A mudança na faixa etária, segundo a nota técnica, se justifica, entre outros motivos, pela alta vulnerabilidade das crianças que sofrem violência sexual e pelo aumento das notificações de casos em menores de 9 anos.
Números
Um dos dados mais alarmantes apresentados no documento é o crescimento significativo da violência sexual na primeira infância, englobando crianças de 0 a 4 anos. Em um período de dez anos, os registros de casos saltaram de 1.671 em 2014 para 7.845 em 2024.
Para a faixa etária de 5 a 14 anos, o aumento nas notificações foi de 6.594 para 29.135 no mesmo espaço de tempo, o que representa um crescimento de aproximadamente 4,4 vezes. Entre adolescentes de 15 a 19 anos, os casos também aumentaram, passando de 1.632 para 6.869, mais de quatro vezes maior.
Riscos
Na nota, o ministério enfatiza que a infecção por HPV é um grave problema de saúde pública global, devido à sua alta prevalência e à associação com diferentes tipos de câncer, como colo do útero, pênis, vulva, vagina, canal anal e orofaringe.

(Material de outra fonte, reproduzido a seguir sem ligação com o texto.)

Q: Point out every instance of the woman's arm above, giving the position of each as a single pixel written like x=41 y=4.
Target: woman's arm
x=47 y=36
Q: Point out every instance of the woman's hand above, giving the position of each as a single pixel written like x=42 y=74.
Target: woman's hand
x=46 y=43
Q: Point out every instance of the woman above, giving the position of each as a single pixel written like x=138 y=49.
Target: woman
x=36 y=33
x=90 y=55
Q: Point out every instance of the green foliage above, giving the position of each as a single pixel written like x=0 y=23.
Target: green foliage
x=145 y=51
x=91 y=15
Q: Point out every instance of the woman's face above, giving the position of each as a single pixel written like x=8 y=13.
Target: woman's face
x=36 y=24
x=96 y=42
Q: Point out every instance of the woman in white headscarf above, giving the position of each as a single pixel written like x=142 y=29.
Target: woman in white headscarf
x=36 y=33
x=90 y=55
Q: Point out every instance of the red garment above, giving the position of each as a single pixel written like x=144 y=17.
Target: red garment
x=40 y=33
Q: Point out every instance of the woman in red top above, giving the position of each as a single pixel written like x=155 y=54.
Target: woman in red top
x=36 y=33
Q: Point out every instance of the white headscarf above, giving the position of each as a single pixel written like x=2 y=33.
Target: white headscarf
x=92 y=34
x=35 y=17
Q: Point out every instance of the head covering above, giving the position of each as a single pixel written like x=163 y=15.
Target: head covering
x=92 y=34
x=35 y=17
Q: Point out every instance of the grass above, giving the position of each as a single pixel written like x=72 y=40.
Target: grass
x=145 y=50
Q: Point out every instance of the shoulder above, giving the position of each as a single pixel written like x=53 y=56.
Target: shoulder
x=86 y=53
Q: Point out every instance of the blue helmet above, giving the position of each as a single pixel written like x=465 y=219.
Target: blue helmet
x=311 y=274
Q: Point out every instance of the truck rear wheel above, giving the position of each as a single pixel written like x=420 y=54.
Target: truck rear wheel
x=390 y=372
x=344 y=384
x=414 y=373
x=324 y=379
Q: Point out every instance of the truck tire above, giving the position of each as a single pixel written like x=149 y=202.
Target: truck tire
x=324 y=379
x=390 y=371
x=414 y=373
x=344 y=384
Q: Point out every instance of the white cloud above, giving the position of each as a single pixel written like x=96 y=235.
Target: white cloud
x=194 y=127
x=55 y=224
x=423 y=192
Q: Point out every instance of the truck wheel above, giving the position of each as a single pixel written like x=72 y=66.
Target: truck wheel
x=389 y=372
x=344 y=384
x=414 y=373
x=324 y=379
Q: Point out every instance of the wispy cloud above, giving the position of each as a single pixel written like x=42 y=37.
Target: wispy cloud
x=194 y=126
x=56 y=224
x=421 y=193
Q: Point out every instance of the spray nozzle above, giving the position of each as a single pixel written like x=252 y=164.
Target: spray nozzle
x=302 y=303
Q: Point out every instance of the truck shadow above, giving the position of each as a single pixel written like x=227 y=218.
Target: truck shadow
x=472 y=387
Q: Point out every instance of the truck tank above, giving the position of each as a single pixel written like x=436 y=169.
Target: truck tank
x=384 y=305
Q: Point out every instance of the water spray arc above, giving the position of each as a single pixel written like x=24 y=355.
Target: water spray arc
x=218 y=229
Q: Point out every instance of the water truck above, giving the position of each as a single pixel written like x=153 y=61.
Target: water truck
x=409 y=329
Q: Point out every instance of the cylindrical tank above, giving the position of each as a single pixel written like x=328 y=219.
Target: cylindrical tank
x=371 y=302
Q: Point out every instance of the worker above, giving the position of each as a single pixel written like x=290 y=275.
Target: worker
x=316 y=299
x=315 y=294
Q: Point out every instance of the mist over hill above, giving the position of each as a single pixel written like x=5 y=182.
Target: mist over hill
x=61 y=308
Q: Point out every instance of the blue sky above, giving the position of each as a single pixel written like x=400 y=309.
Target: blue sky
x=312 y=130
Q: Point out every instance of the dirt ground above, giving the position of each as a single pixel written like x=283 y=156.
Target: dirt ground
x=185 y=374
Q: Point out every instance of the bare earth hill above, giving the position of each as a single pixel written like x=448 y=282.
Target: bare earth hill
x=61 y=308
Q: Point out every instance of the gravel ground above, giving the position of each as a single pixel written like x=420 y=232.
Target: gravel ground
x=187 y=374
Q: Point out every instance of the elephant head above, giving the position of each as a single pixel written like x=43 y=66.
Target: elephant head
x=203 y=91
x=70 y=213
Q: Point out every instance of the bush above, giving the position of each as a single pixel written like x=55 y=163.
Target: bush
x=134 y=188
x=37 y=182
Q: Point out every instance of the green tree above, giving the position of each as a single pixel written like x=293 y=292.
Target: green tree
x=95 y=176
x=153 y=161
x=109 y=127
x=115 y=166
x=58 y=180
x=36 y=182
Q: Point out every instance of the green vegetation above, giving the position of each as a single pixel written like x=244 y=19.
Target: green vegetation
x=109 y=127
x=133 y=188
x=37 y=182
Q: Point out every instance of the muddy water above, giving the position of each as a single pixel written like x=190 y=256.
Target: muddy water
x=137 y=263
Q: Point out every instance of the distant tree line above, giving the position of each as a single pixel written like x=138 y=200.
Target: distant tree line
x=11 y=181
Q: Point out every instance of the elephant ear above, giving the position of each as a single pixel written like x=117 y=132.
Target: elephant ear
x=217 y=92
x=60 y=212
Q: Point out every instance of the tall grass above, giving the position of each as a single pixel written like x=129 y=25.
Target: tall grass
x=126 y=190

Além disso, a infecção por HPV está ligada ao surgimento de verrugas anogenitais e lesões nas vias aéreas superiores, resultando em impactos clínicos, psicossociais e econômicos significativos.

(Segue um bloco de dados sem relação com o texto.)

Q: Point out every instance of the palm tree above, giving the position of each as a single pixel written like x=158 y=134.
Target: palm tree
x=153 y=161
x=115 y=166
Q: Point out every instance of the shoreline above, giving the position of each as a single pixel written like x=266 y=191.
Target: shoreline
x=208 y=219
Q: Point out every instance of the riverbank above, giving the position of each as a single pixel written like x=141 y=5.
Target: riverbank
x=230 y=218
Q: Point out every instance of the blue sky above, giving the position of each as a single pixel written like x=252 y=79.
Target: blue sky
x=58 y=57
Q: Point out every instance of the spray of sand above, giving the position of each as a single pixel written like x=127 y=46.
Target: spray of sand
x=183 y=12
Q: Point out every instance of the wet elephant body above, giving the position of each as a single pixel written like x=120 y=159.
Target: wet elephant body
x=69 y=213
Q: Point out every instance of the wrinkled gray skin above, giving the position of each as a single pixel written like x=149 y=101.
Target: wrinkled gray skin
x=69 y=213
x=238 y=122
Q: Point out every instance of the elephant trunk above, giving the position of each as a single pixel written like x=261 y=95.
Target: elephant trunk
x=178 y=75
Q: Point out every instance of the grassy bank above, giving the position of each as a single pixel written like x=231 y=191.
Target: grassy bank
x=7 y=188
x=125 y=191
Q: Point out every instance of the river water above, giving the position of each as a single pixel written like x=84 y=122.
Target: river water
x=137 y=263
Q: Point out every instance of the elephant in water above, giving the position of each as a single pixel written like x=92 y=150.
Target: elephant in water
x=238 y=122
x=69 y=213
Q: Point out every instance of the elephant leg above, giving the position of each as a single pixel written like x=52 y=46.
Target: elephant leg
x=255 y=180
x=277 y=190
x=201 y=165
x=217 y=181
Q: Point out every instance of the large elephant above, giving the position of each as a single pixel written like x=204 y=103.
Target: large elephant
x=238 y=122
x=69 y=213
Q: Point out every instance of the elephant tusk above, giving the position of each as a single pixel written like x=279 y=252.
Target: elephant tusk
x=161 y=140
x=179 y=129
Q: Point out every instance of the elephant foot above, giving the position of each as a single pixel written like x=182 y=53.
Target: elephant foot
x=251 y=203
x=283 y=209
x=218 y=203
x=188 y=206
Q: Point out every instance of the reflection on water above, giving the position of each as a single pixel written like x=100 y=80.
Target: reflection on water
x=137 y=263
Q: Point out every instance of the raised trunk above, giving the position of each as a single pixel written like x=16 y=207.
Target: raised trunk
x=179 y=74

“A violência sexual na infância está relacionada a uma maior vulnerabilidade para a aquisição de infecções sexualmente transmissíveis (IST), incluindo o HPV. Além do risco imediato decorrente da exposição inicial, existem evidências que indicam a recorrência da violência em uma parte dessas vítimas, aumentando a probabilidade de futura exposição ao vírus.”
“Adicionalmente, pesquisas demonstram que vítimas de violência sexual têm maior risco de desenvolver problemas emocionais, transtornos mentais, dificuldades de aprendizagem, comportamentos sexuais de risco e outras condições que podem elevá-las à suscetibilidade às IST ao longo de suas vidas”, conclui a nota.